Tuesday, March 25, 2008

Carpinteria quarantined after moths found


Following the discovery of two invasive moths, state officials placed a 10 square-mile quarantine on Carpinteria and its surrounding agricultural lands in recent days, subjecting nurseries and farms to extensive inspections.
Quarantine regulations prohibit the movement of any fruits, vegetables or plant parts unless an agricultural official certifies them, according to a statement from the state Department of Food and Agriculture (CDFA). Officials are attempting to prevent an infestation of the light brown apple moth, a native pest of Australia that can damage a wide range of agricultural crops.

“We know we have a lot of agriculture in Carpinteria,” said Matt Roberts, Carpinteria’s director of parks and recreation. “The city will be trying our best to cooperate fully with whatever experts say should be done in order to not only eradicate the infestation, but also to prevent its spread.”
If California does become infested, studies indicate the moth could cause billions of dollars in crop damage annually and harm agricultural exports to states and other countries, according to the CDFA.

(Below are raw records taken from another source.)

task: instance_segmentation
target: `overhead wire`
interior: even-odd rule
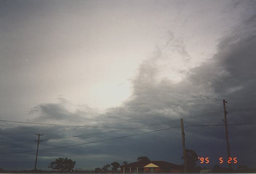
[[[60,146],[60,147],[56,147],[55,148],[47,148],[47,149],[39,149],[39,150],[38,150],[38,151],[43,151],[43,150],[51,150],[51,149],[59,149],[59,148],[67,148],[67,147],[72,147],[72,146],[79,146],[79,145],[85,145],[85,144],[92,144],[92,143],[95,143],[96,142],[102,142],[103,141],[107,141],[111,140],[115,140],[115,139],[120,139],[120,138],[126,138],[127,137],[131,137],[131,136],[137,136],[137,135],[142,135],[142,134],[145,134],[147,133],[156,132],[159,132],[159,131],[164,130],[166,130],[170,129],[173,129],[175,128],[179,128],[179,127],[180,127],[180,126],[176,126],[175,127],[173,127],[172,128],[169,128],[164,129],[160,129],[160,130],[154,130],[153,131],[148,132],[143,132],[143,133],[137,133],[137,134],[132,134],[132,135],[127,135],[127,136],[123,136],[122,137],[116,137],[116,138],[112,138],[107,139],[105,139],[105,140],[101,140],[96,141],[95,141],[91,142],[86,142],[86,143],[81,143],[81,144],[74,144],[74,145],[68,145],[68,146]],[[13,154],[13,153],[20,153],[30,152],[35,152],[35,151],[36,151],[36,150],[28,150],[28,151],[22,151],[22,152],[16,152],[0,153],[0,154]]]

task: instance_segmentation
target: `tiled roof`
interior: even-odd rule
[[[123,165],[120,167],[143,167],[144,166],[151,163],[152,163],[155,165],[159,166],[160,167],[170,168],[171,169],[181,169],[182,166],[180,165],[173,164],[170,162],[164,161],[152,161],[148,162],[141,162],[137,161],[127,164],[126,165]]]

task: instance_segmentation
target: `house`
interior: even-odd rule
[[[178,173],[183,171],[180,165],[162,161],[138,161],[119,167],[121,173]]]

“California’s nurseries rank third in agricultural production value, behind only dairy and grapes,” CDFA Secretary A.G. Kawamura said in a prepared statement. “They are a key segment of the state’s economy, they are in the midst of their busiest season, and I fully understand that the additional inspections and expense are onerous.
“But these steps are mandatory and necessary to eradicate this pest from California and to protect the rest of the state from added quarantines and increased pesticide use over the long term.”

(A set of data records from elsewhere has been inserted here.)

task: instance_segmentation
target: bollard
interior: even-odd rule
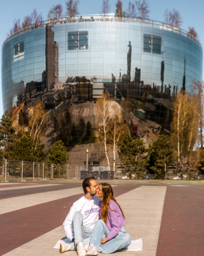
[[[34,168],[35,168],[35,163],[33,162],[33,179],[34,180]]]
[[[6,180],[7,173],[7,159],[5,159],[5,180]]]
[[[42,179],[44,179],[44,163],[43,163],[43,165],[42,167]]]
[[[22,161],[22,174],[21,174],[21,180],[22,180],[23,173],[23,161]]]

The quarantine applies to private residences, nurseries, farms and public land. CDFA officials are asking residents to eat fruits and vegetables they grow, rather than taking them off their property.

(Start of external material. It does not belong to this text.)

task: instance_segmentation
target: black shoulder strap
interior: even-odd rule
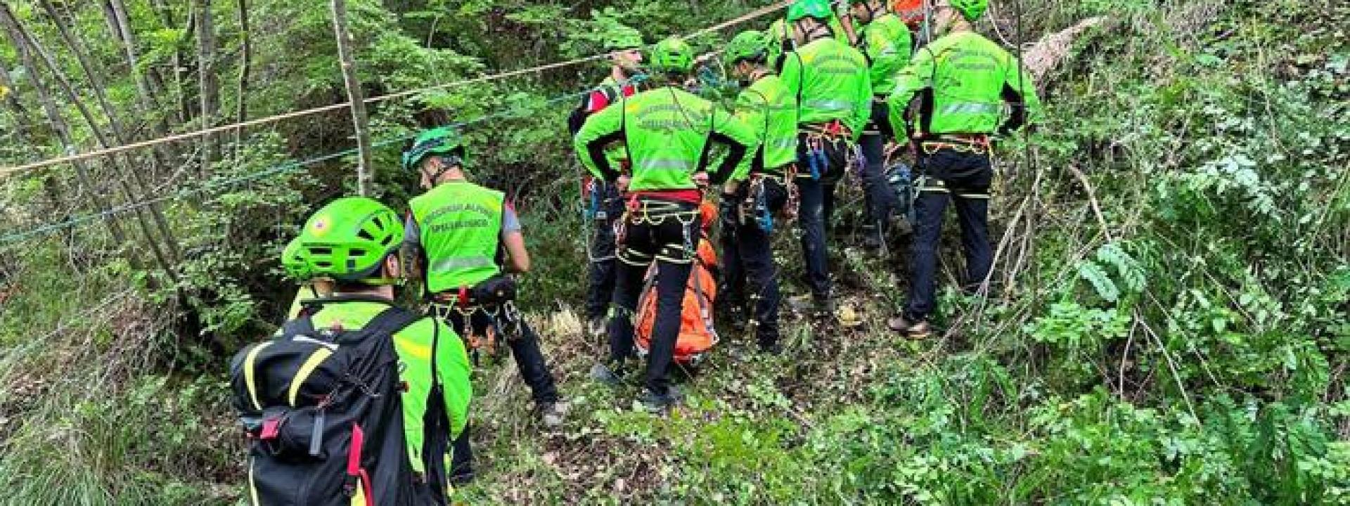
[[[282,339],[290,339],[294,336],[313,336],[315,335],[315,318],[310,314],[301,313],[298,318],[290,320],[281,325]]]
[[[417,320],[421,320],[421,314],[392,305],[379,312],[379,314],[371,318],[370,322],[360,329],[373,335],[393,336],[394,332],[402,331],[405,327],[412,325]]]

“We’re asking all residents not to move live plant material, especially leafy things, around in town,” Roberts said.
Officials have also set moth traps throughout the quarantined zone. If no moths are captured in the next few weeks, pheromone-treated twist ties will be applied to plants and fences near the area where the moths where discovered.
The light brown apple moth has been discovered in 11 other counties in the state, sparking quarantines in those locations as well. An eradication program using pheromone-treated ties has been successful in Los Angeles and Napa counties, according to the CDFA. More information is available at www.cdfa.ca.gov.